SIRT1 contributes to the function and biogenesis of mitochondria [33]. Of note, Samadi et al. [34] described that SIRT1 expression is suppressed in a diabetic dry eye model. Here, we also observed decreased expression of SIRT1 in HCEpiCs from a hyperosmolarity culture and DED mouse model, which was accompanied by increased levels of oxidative stress, apoptosis, or dry eye syndrome. In addition, resveratrol was previously shown to be critical in SIRT1 activation [35]. In the next experiment, we demonstrated that resveratrol treatment reversed SIRT1 expression in HCEpiCs under hyperosmolarity and DED in mice, while the SIRT1 inhibitor EX527 rescued the inhibitory effect of resveratrol on mitochondrial dysfunction in HCEpiCs. This finding suggests that resveratrol ameliorates mitochondrial dysfunction via SIRT1.
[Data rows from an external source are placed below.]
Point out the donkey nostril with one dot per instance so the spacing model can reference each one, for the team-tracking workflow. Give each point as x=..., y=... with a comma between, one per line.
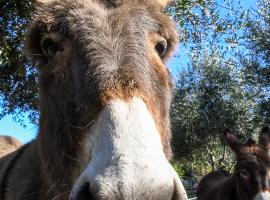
x=84, y=193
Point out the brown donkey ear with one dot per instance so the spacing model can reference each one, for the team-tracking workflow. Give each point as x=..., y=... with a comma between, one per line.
x=44, y=1
x=163, y=3
x=264, y=138
x=231, y=140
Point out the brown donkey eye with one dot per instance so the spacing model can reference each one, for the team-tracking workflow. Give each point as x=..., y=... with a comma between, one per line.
x=50, y=48
x=161, y=47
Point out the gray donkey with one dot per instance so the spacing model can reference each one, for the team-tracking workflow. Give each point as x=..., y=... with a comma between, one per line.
x=105, y=94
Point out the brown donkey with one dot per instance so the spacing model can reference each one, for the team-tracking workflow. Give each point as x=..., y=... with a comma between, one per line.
x=251, y=177
x=104, y=102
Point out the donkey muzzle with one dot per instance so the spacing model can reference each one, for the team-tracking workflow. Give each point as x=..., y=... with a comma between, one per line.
x=127, y=158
It was proposed in early studies that the antioxidant resveratrol is critical in preventing DED syndrome, but the mechanism remains unclear. Our results demonstrate that resveratrol can restore mitochondrial function in HCEpiCs and inhibit HCEpiCs apoptosis. Furthermore, our findings indicate that SIRT1 is the major effector in resveratrol-regulated DED development. Therefore, our results show that resveratrol/SIRT1 plays a significant role in DED development, which is beneficial to DED therapy.

5. Conclusion

In summary, we found that resveratrol reversed hyperosmolarity-mediated mitochondrial dysfunction in HCEpiCs, and we demonstrated that resveratrol alleviated mitochondrial dysfunction by promoting SIRT1 expression. At the same time, it has been proven in animal experiments that resveratrol can reduce ocular surface damage in a mouse model of DED. Finally, resveratrol improved the effect of DED by restoring mitochondrial function, and this study provides new ideas for the treatment of DED.

Data Availability

The datasets generated during and/or analyzed during the current study are available from the corresponding author upon request.

Conflicts of Interest

The authors declare that they have no conflicts of interest.


This work was supported by grants from the National Natural Science Foundation of China (82000869), the Training Plan of Medical Reserve Talents of Yunnan Health Committee (H-2019058), Basic Research Plan of Yunnan Province (2019FE001(-157)), and Kunming Health Science and Technology Personnel Training Project (2019-sw-04).